Por supuesto, no tenía ni idea de quién era él ni del impacto que tendría en mi vida. Hoy, con su muerte, me doy cuenta de que sus libros me han acompañado como una especie de espejo literario. A veces incómodo, otras veces provocador, pero siempre presente.

Tenía 15 años cuando encontré La ciudad y los perros en la biblioteca nacional. Lo leí de una sentada, con asombro y desconcierto. Me pareció brutal, masculino, violento. Pero, no pude soltarlo. 

Fue mi despertar como lectora crítica. A través de esa novela, entendí que la literatura podía ser incómoda y aún así necesaria.

Cerca de cumplir 18 años, leí Conversación en La Catedral. No entendía mucho de política, pero sí comprendía la frustración, la podredumbre, la rabia que exudaban sus páginas.

 La famosa pregunta “¿En qué momento se jodió el Perú?” se volvió también mía.

Si mal no recuerdo, tenía unos 20, cuando llegó La tía Julia y el escribidor, a mi vida. Me hizo reír, y molestar. ¿Por qué las mujeres éramos siempre excéntricas, deseadas, satélites de los hombres geniales? 

Fue el inicio de una relación de amor y desencanto con Vargas Llosa. Admiraba su pluma, pero empezaba a ver las grietas de su mirada sobre nosotras.

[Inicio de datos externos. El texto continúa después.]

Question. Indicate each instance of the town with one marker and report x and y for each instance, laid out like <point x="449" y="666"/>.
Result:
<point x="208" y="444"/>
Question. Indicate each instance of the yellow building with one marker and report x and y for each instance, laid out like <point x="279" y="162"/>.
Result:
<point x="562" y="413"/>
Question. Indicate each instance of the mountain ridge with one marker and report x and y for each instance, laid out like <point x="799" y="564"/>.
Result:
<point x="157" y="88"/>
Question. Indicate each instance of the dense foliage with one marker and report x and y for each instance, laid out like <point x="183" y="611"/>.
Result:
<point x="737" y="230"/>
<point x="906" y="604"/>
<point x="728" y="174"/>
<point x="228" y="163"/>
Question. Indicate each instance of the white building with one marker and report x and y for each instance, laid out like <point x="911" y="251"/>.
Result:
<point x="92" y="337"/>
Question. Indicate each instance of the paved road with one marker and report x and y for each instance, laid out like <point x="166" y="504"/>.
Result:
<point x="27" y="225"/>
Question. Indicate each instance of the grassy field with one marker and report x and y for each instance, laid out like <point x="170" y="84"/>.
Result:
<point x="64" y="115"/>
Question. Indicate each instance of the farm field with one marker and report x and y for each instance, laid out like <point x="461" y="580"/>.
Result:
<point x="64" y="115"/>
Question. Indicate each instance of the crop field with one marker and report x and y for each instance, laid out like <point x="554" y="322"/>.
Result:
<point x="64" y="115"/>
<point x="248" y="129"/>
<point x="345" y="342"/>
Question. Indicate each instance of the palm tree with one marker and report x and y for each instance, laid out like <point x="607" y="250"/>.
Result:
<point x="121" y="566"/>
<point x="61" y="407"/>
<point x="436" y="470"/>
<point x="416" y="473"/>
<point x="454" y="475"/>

A los 20, en mi último año de universidad, leí La guerra del fin del mundo, mi novio (de entonces) y yo debatíamos capítulo a capítulo, como si nos jugáramos algo más que ideas. Fue mi lectura más intensa.

 El libro y la relación terminaron casi al mismo tiempo, dejándome una mezcla de fascinación y agotamiento.

No recuerdo si tenía 23 o 24 (casada y criando a mi hija mayor) cuando me refugié en El pez en el agua. 

No me caía bien el autor. Pero no podía dejar de leerlo. Su honestidad, aunque arrogante, me enfrentó a mis propias contradicciones. Por primera vez, lo leí como una mujer que también tenía su versión de la historia, no como discípula. 

A los 37, (embarazada de mi segunda hija) me regalé Travesuras de la niña mala. Me reflejó; Me vi en esa mujer libre y calculadora, pero también vulnerable. Fue una lectura incómoda, como cuando te miras al espejo y no sabes si te gusta lo que ves.

A los 51, terminé Tiempos recios. Ya no lo leía con pasión, sino con distancia. Me sorprendió que volviera a la región, que hablara de dictadores y golpes que aún nos duelen.  Por fin, sentí que hablábamos desde un lugar más cercano, aunque nunca del todo común.

Ahora que Mario Vargas Llosa ha muerto, siento que se fue alguien con quien crecí en combate: admirándolo, criticándolo, discutiéndolo. 

Una parte de mi vida como lectora (libre, contradictoria, rebelde) lleva su huella. No lo amé. No lo idealicé, y aún así lo leí casi toda mi vida. Y eso, aunque medio tóxico, es una forma de amor.